Inerente á área da defesa, Catarina Martins acusou Gouveia e Melo de ter mudado deposição: recordou comentários dele contra a meta da NATO de 5% do PIB para defesa. Gouveia e Melo, por sua vez, defendeu a necessidade de avaliação prudente sobre esse investimento, apontando para desafios orçamentais e riscos associados. Também enfatizou que Portugal está numa aliança defensiva e que a presença da NATO é crucial para a segurança europeia.

Ambos os candidatos admitiram que, em caso de uma “situação muito grave” ou “limite”, poderiam demitir um governo. Gouveia e Melo disse que só usaria esse poder se um governo extremista tentasse reverter a Constituição na prática dos direitos fundamentais. Catarina Martins, por sua vez, mostrou-se crítica à forma como o atual Presidente usou esse mecanismo e admitiu recorrer a ele apenas em último recurso. Este debate atraiu uma grande audiência: quase 948 mil pessoas assistiram, segundo
dados da Dentsu Media. Esse elevado número de espectadores mostra a importância política do confronto e o interesse público nas Presidenciais.
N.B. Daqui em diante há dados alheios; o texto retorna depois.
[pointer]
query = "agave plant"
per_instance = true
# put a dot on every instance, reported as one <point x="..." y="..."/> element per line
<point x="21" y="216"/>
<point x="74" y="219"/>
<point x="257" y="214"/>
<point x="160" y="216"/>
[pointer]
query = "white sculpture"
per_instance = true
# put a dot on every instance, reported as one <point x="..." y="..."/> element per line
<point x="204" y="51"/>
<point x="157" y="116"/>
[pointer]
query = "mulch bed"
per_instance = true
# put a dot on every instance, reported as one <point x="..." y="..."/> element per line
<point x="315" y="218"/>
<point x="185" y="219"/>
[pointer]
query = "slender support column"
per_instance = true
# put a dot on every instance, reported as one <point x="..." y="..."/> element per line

Podemos concluir que este debate evidenciou, de forma clara, um contraste ideológico profundo. De um lado, uma candidata de esquerda com forte orientação social e crítica a desigualdades; do outro, um ex-militar que enfatiza a estabilidade, a independência e o papel do Estado no reforço da segurança, mas sem abandonar o mercado. Apesar das divergências acentuadas, ambos mostraram compromisso com a Constituição e admitiram usar poderes presidenciais em casos extremos, o que revela que, mesmo com
visões opostas, reconhecem os limites do seu papel institucional. O debate não só reforça a polarização política entre Estado social e liberalismo clássico, como também destaca a tensão entre ideologia partidária e discurso “suprapartidário”.